But, my father – who is a Southern Baptist pastor – taught me two things about money for which I shall be eternally grateful. The first is to make sure that I tithe. It’s a biblical principal of giving back. The Bible teaches that we are to give a tenth of our earnings back to the original source (God) with a grateful heart. Those monies allow His work to continue, and allow the church or other charitable organization to help others who might not have as much as I do be able to provide food, shelter or health care for their families.
My heart has been lifted so many times, as I have learned how I have helped families through giving to some fund to help send a child to an expensive hospital thousands of miles away for specialized medical care, or providing food for a needy family, or nice clothes for a single mother who needs to go apply for a job to help her children. Tithing – giving back – is not just good for those in need, but, it fulfills a need within each of us to be a part of something bigger than ourselves. The return on investment is immense – not just in monetary value to our society and culture, but in emotional and social benefits as well.

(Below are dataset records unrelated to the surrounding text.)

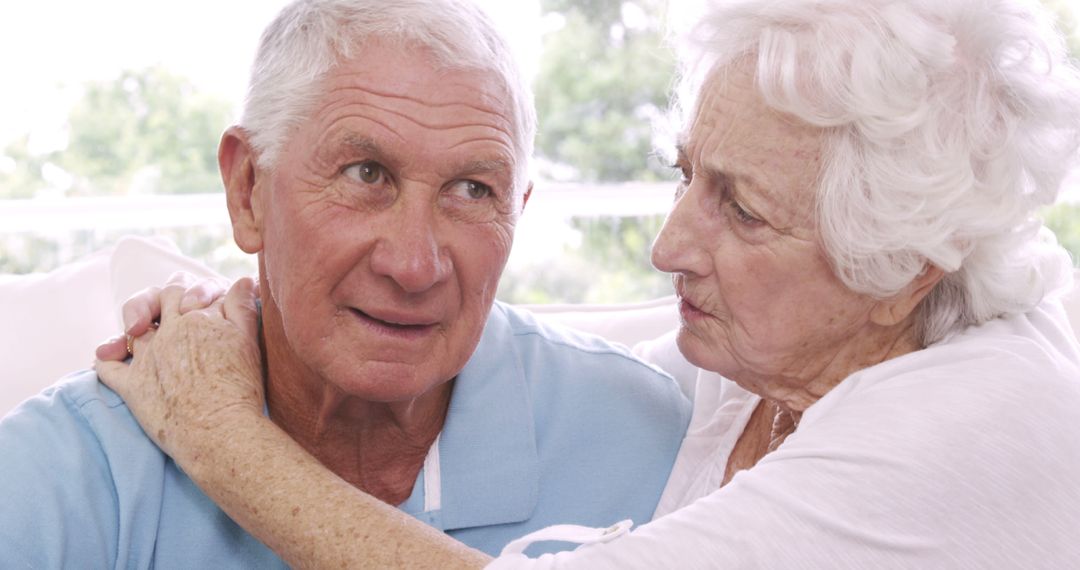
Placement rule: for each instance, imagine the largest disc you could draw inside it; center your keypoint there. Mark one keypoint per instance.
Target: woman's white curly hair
(947, 124)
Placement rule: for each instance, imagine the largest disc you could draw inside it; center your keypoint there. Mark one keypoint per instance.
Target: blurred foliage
(1067, 14)
(35, 253)
(1064, 220)
(609, 265)
(605, 76)
(144, 132)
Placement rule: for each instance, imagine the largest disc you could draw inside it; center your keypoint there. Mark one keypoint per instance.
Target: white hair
(947, 124)
(310, 37)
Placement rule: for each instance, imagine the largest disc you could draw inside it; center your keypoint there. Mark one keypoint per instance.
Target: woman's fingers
(240, 306)
(202, 294)
(113, 349)
(142, 310)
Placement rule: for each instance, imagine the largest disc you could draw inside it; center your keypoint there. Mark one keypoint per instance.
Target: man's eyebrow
(362, 144)
(494, 165)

The second financial advice my father gave me was to invest. At the time, I didn’t have a lot of money to invest. My work in radio as a disk jockey was not an extremely profitable one in rural Mississippi. But, still, I placed another 10 percent of my income into a safe annuity at the time. $25 a week isn’t a lot of money, but, with sheltered investments in high, moderate and low risk opportunities, what started out as a $1,300 a year contribution in 1988 continues to grow – even in this down economy.
Thirteen hundred dollars a year has grown, and my investments have both increased in amount and types of investments. But, I keep that annuity in place. It’s a reminder of why I invest… and of the truth my father taught me. “Put the money in, leave it in, don’t ever touch it, and let it grow,” he told me. “If you’ll do that,” he said, “when you have to take it out, you’ll be very happy you did.”
He was so very correct!
Next year, I turn 50. I’m nowhere near retirement. But, if I wanted to, I could! My measly $25 a week contribution increased to about $75 a week before I started investing into other vehicles. When I began to diversify, I continued to keep that annuity investment going… but, back at the $25 a week level.
There have been times, I was tempted to just pull that annuity out and spend it, re-invest it, or just get it out of that account. Resistance to temptation is very difficult at times… especially after the government’s housing finance debacle that led to the 2008 collapse. I was tempted to pull all of my investments out and just bury them in jars in the backyard. The interest rate might have been even better, especially if I had planted trees nearby those jars!
But, I kept investing. In that annuity, and money markets, and other retirement funds. Still, that annuity fund I began at age 23 provides for me the security my wife and I need to know that we’ll be ok today, and in the future. It will provide for us the funds we need to survive – and to thrive! Today, my investments are above seven digits in value – because I followed my dad’s advice. Put it in. Keep putting it in. And never take it out, until the day you retire.